问题描述:
在用R-FCN目标检测API训练我自己的数据时, 我对原代码做了些改动,原来的rfcn_resnet101_coco.config文件中,batch_size的值为1即一次处理1张图片,我改成了别的数(2、8、16、32...)都会出现如下的问题:
InvalidArgumentError (see above for traceback): ConcatOp : Dimensions of inputs should match: shape[0] = [1,600,750,3] vs. shape[2] = [1,600,692,3]
[[node concat (defined at /home/ubuntu/luanbo/VOCMaker/VOCMaker/object_detection/legacy/trainer.py:190) = ConcatV2[N=64, T=DT_FLOAT, Tidx=DT_INT32, _device="/job:localhost/replica:0/task:0/device:GPU:0"](Preprocessor/sub, Preprocessor_1/sub, Preprocessor_2/sub, Preprocessor_3/sub, Preprocessor_4/sub, Preprocessor_5/sub, Preprocessor_6/sub, Preprocessor_7/sub, Preprocessor_8/sub, Preprocessor_9/sub, Preprocessor_10/sub, Preprocessor_11/sub, Preprocessor_12/sub, Preprocessor_13/sub, Preprocessor_14/sub, Preprocessor_15/sub, Preprocessor_16/sub, Preprocessor_17/sub, Preprocessor_18/sub, Preprocessor_19/sub, Preprocessor_20/sub, Preprocessor_21/sub, Preprocessor_22/sub, Preprocessor_23/sub, Preprocessor_24/sub, Preprocessor_25/sub, Preprocessor_26/sub, Preprocessor_27/sub, Preprocessor_28/sub, Preprocessor_29/sub, Preprocessor_30/sub, Preprocessor_31/sub, Preprocessor_32/sub, Preprocessor_33/sub, Preprocessor_34/sub, Preprocessor_35/sub, Preprocessor_36/sub, Preprocessor_37/sub, Preprocessor_38/sub, Preprocessor_39/sub, Preprocessor_40/sub, Preprocessor_41/sub, Preprocessor_42/sub, Preprocessor_43/sub, Preprocessor_44/sub, Preprocessor_45/sub, Preprocessor_46/sub, Preprocessor_47/sub, Preprocessor_48/sub, Preprocessor_49/sub, Preprocessor_50/sub, Preprocessor_51/sub, Preprocessor_52/sub, Preprocessor_53/sub, Preprocessor_54/sub, Preprocessor_55/sub, Preprocessor_56/sub, Preprocessor_57/sub, Preprocessor_58/sub, Preprocessor_59/sub, Preprocessor_60/sub, Preprocessor_61/sub, Preprocessor_62/sub, Preprocessor_63/sub, Loss/RPNLoss/Loss/huber_loss/assert_broadcastable/is_valid_shape/has_valid_nonscalar_shape/has_invalid_dims/x)]]

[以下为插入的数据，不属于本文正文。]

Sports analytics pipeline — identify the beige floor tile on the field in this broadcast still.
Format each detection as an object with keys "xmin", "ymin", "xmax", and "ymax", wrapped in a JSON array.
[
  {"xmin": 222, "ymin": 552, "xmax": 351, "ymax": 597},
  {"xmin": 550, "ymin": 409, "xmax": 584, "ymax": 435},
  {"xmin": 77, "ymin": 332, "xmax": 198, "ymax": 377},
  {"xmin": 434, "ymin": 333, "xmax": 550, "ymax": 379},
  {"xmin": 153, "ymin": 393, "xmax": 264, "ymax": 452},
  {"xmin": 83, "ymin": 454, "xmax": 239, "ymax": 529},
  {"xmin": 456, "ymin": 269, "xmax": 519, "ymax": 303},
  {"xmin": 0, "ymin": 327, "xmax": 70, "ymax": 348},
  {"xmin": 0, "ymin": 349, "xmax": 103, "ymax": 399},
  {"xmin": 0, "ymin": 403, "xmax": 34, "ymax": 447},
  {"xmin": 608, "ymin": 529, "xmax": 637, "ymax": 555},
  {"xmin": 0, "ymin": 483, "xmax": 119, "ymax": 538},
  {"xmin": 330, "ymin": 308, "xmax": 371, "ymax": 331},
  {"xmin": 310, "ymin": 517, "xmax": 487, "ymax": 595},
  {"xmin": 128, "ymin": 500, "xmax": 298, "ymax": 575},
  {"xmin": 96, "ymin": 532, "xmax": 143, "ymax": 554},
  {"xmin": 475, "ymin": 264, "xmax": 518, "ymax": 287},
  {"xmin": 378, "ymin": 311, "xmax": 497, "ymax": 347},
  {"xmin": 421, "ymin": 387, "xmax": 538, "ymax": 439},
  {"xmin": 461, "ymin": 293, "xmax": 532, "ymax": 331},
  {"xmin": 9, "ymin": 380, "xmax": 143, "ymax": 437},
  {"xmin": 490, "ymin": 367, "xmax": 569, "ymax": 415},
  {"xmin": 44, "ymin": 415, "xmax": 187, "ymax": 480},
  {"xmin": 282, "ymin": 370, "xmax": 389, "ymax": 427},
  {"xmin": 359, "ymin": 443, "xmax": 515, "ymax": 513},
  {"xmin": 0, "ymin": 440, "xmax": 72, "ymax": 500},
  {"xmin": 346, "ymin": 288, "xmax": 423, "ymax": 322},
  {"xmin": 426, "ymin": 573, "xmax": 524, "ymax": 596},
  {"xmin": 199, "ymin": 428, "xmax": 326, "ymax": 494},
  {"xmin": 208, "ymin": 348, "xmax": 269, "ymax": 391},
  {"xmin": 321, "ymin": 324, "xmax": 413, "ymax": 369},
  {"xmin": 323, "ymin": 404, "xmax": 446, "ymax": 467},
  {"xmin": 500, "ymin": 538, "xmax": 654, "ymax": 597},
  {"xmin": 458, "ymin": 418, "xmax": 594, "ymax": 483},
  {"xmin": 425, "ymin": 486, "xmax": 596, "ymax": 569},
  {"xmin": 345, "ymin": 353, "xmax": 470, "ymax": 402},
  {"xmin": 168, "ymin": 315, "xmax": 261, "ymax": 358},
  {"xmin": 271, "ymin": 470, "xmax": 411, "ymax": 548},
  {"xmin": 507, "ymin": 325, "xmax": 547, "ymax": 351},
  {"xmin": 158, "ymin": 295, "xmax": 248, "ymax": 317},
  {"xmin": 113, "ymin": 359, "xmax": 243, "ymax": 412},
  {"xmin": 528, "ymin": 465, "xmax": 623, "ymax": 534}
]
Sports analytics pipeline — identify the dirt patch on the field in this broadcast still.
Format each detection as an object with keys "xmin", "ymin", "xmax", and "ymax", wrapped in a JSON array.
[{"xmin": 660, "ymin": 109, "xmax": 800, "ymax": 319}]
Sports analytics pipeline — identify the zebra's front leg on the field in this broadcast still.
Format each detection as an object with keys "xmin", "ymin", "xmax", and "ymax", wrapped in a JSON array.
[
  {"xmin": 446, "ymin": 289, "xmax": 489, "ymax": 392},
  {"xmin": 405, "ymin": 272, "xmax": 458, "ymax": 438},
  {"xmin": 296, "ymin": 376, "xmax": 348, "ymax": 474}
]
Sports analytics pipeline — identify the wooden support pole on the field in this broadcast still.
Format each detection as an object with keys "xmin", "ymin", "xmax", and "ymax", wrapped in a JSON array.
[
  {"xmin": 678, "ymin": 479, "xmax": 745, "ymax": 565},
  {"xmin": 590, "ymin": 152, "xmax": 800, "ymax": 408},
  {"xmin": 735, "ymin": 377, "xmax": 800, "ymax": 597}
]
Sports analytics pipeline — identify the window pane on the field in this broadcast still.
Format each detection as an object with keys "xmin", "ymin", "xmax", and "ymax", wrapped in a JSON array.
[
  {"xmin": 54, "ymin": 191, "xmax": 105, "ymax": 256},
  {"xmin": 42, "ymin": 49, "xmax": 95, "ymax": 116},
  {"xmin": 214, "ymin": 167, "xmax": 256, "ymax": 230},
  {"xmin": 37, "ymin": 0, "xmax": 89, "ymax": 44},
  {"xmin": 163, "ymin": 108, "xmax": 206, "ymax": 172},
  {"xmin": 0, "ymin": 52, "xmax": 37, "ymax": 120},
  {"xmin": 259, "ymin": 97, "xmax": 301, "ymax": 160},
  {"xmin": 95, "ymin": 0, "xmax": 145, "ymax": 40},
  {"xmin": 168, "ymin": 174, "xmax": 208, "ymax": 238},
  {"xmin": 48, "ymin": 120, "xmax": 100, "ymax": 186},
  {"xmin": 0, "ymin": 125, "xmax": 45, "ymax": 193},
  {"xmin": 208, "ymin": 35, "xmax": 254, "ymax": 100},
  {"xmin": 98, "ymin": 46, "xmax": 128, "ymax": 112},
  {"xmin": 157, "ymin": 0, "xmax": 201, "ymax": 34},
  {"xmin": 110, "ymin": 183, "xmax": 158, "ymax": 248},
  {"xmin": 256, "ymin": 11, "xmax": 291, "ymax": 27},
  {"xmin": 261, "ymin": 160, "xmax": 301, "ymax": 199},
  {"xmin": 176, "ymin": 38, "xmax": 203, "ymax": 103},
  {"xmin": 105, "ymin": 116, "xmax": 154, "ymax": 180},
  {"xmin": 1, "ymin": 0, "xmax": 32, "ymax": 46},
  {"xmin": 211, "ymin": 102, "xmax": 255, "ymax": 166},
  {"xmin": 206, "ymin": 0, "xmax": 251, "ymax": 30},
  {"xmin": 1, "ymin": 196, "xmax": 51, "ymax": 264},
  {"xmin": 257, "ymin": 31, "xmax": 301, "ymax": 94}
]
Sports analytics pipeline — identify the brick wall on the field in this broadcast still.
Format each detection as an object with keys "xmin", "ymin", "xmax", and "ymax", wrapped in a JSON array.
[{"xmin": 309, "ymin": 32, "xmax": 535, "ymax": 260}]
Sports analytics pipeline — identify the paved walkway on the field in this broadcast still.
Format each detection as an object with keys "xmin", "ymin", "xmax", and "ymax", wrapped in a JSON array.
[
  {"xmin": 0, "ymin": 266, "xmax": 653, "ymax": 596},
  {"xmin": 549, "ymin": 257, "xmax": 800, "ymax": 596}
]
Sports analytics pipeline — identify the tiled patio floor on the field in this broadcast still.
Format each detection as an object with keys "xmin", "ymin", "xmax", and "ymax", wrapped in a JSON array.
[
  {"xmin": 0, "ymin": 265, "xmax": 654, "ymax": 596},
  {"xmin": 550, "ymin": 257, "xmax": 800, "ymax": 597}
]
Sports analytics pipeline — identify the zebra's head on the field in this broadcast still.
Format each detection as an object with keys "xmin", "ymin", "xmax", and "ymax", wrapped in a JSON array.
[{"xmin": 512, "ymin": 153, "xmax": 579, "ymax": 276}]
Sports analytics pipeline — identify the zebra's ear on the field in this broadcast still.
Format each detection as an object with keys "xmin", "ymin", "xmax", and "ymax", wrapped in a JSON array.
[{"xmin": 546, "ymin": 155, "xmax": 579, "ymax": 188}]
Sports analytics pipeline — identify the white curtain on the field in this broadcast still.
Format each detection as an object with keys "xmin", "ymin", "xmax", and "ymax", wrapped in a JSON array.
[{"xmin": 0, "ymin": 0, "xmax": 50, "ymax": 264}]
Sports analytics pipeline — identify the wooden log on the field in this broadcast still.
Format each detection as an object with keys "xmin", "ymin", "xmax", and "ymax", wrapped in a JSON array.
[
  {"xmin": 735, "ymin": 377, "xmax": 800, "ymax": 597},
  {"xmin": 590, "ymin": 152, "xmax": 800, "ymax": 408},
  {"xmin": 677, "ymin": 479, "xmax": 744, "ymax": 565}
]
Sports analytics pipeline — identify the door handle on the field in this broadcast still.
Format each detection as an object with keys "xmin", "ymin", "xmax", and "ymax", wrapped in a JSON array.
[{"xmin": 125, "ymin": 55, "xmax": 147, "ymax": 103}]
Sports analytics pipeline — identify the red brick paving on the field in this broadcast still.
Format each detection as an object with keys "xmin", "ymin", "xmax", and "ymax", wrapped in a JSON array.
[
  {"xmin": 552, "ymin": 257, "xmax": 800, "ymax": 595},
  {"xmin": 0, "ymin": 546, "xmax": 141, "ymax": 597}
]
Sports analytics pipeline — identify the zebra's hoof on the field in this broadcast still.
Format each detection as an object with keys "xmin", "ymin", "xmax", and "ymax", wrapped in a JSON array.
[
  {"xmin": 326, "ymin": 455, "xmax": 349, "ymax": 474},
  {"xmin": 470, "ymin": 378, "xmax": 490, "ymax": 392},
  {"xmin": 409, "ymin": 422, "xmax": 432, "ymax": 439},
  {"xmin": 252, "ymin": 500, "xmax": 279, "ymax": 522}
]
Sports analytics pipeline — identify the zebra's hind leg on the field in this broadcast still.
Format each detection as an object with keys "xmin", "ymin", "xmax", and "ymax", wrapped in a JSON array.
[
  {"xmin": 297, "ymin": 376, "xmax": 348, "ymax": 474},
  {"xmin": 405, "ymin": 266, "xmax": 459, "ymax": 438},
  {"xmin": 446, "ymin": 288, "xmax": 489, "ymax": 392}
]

[[{ {node assert_equal_3/y/_3989}} = _Recv[client_terminated=false, recv_device="/job:localhost/replica:0/task:0/device:CPU:0", send_device="/job:localhost/replica:0/task:0/device:GPU:0", send_device_incarnation=1, tensor_name="edge_23268_assert_equal_3/y", tensor_type=DT_INT32, _device="/job:localhost/replica:0/task:0/device:CPU:0"]()]]
解决办法:
将batch_size改回了1就可以了。
原因分析:
怀疑是train.py文件中的'num_clones'和'worker_replicas'这两个参数的问题,但我将它们改成跟batch_size相同大小后,又出了别的问题(这里忘记截图了,后面有机会补上),改回原来的1就好了。不解,暂时先这样,后面搞明白再回来填坑。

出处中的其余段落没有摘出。